「なにして良いか分からない」は、手段の話じゃないよね。

大昔に哲学者が沢山いたのは、みんな暇だったからに違いないなぁと、僕は思うのだ。

哲学がうまれる地には決まって、良い散歩道があるという。
暇だから歩いて考えごとしてたら哲学がうまれた。そうに違いない。

現に、週5でパンの修行に通っていた2018年と打って変わって、卒業論文を制作するフリしてバイトだけしている2019年は、正直なところ暇だ。

僕のボサっと空など眺めて考えごとする時間が、実に増えている。

そうは言っても、暇であるが故に考えごとできるという状態に幸せを感じているのも事実。
今の僕は、ほとんどタレスなのだ。

最近の考えごとと言えばやっぱり、進路が決まっていない春からのこと。

友達はキチンと就職先を見つけて、
卒業論文だっておそらく書き終えていて、
多分、今日も明日も「寒い寒い」と街に繰り出し、その割には「とりあえず、生で。」と飲み惚けているんだろう。まぁ、そうに違いない。

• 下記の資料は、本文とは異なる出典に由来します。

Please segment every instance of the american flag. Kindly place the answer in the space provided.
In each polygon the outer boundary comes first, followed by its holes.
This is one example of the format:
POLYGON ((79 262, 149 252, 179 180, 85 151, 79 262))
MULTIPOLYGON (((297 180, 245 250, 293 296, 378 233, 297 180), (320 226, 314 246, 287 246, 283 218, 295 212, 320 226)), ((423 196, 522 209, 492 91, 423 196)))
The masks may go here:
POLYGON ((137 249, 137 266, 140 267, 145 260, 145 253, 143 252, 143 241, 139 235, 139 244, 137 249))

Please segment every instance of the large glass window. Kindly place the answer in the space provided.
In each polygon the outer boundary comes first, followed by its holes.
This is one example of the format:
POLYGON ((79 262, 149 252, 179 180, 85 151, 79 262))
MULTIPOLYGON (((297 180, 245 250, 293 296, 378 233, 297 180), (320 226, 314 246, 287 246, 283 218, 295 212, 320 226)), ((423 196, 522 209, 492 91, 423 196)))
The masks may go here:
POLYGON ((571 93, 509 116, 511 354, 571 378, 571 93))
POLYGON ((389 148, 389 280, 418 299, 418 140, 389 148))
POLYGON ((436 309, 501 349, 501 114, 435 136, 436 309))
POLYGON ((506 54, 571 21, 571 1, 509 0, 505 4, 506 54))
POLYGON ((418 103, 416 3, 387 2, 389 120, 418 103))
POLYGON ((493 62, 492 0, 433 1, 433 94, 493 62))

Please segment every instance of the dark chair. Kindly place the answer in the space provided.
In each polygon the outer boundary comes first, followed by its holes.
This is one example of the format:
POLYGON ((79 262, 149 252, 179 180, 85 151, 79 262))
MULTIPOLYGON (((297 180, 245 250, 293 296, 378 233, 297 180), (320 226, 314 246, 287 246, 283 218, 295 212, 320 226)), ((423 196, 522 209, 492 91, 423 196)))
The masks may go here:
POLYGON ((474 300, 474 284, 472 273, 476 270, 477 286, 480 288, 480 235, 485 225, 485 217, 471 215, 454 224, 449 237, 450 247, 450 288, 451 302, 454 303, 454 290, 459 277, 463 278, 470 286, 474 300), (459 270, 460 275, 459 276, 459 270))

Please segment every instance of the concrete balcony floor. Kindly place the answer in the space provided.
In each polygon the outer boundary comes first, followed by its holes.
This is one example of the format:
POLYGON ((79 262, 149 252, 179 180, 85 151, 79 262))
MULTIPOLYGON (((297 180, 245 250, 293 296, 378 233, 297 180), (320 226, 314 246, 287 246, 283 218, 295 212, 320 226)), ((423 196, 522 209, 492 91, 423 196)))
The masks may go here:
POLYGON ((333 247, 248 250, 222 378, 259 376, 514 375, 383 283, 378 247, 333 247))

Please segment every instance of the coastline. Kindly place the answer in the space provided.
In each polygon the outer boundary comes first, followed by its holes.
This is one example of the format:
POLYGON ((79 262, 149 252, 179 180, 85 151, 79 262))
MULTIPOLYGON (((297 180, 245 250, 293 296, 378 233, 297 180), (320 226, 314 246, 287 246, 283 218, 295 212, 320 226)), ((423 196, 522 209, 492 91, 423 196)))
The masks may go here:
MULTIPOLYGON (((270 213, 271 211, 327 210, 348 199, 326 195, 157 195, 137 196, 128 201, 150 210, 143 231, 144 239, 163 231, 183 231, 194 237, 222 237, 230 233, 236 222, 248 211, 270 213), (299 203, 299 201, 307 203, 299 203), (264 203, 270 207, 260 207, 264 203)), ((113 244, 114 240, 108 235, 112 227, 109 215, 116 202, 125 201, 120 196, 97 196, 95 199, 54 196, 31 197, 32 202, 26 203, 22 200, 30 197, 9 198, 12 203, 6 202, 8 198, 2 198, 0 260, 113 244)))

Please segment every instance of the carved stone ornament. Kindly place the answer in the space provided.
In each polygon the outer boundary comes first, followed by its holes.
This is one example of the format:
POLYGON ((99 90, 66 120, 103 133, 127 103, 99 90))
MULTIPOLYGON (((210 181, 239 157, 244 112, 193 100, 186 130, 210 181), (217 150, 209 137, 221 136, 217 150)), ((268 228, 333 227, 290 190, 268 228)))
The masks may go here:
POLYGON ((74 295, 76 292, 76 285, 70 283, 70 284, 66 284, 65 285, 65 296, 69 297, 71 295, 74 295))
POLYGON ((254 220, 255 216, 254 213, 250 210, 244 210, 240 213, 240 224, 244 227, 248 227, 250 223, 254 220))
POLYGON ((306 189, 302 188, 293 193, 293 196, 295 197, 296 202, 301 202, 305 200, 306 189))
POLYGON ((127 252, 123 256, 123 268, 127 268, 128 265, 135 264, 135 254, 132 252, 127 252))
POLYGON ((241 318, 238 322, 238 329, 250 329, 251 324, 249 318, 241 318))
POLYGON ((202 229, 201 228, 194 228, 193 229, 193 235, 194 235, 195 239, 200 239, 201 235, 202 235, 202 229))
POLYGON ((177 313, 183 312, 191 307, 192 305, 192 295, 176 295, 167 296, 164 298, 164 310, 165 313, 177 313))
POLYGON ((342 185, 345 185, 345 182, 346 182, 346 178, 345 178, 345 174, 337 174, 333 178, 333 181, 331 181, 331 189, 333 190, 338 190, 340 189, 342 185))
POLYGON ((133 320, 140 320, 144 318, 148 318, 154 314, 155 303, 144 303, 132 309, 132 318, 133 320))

お金も無い僕は、ファミレスでバイトしながら「オトナになるとはどういうことだい。」と考えている。

日々経済が世界を動かし、経済の歯車は僕を含めたヒトによるものだ。

たまたま産まれ落ちたこの世界で、誰かのナニカの為に今日もナニカを生み出しては消費し、食って寝て、なんの疑いもなく明日がやってくるではないか。

僕だってそうした日々を淀みなく過ごして、
不思議と「あんなことやこんなことしてみたいなぁ。」と思うのだ。

トルコに行ってパン作って、実家のパン屋で新しい食パンを作ってみたり、なんだり、と。

でも、本質とはどこに宿るのか。
人生の意味は、一体どこに隠れているのか。
そもそも、僕だけが意味を見出せていないのではないか。

強烈な目的意識や、意味の創出が先だつことでしか、なにかを成し遂げることができないんではないか。

僕は、無用な入れ物に過ぎないのではないか。

冬空のくせに、妙に雲が、今日は大きい気がするなぁ。

なんてやっているのだ。

もし仮に、意味があってそれに付随する人生があるなら、もう僕はもろもろ間に合わない気がするから、ここは仕方もなしに、
意味も目的も、アトから付いてくるものだとしたい。

なんとなく散歩してたら、たまたまカワイイ花一輪見つけたとか、すごくタイプの女性とスレ違っただとか、ここぞとばかりにお天気雨だとか、なんだかんだ起こると思うのだ。

なんだかんだ起こった出来事が、
無用で空っぽの僕を、埋めてくれるのではないか。

またあの花が見たいから明日も散歩するのだとか、再びあのタイプの女性にスレ違った時は、
話しかけたいから男を磨いてみたり、折りたたみ傘を買ってみたり。

案外、アト追いでも人生に色付けすることは出来る気がする。

自身を突き動かす大きな衝動はなくとも、
否応無しに人生は前に進んでしまうから、
まぁ散歩してボサっと考えごとしながらでも、
きっと多分、点と点は繋がるんだと思いたい。

僕は、何かにかられたように没頭出来る人を見るのがすごく好きだ。

無用な入れ物に過ぎない僕は、空っぽであるが故に、人のお手伝いがまぁまぁ好きなのかもしれない。

なにも自分では選びとっていないような日々も、それはそれで、自分の意思決定に基づいているのだと思う。

多分まだ、僕の主題であるパン作りにおいても、whyは見つからない。

ほらだって、カリカリ梅の種を噛んで取り出すあの白いヤツと、whyは似ていて、
そんな簡単に手に入るものじゃないと思うの。

自分の良心に従って生活して、
時に散歩して、ふとした時の違和感を深掘りしたら、ようやっと人生に意味が生まれるんだと思う。

その時まで、やれることと、やりたいことを
頑張ってやるのが、良さそうだ。

現代社会では、存外、手段が溢れて
主題が見つけにくいのかも知れないなぁ。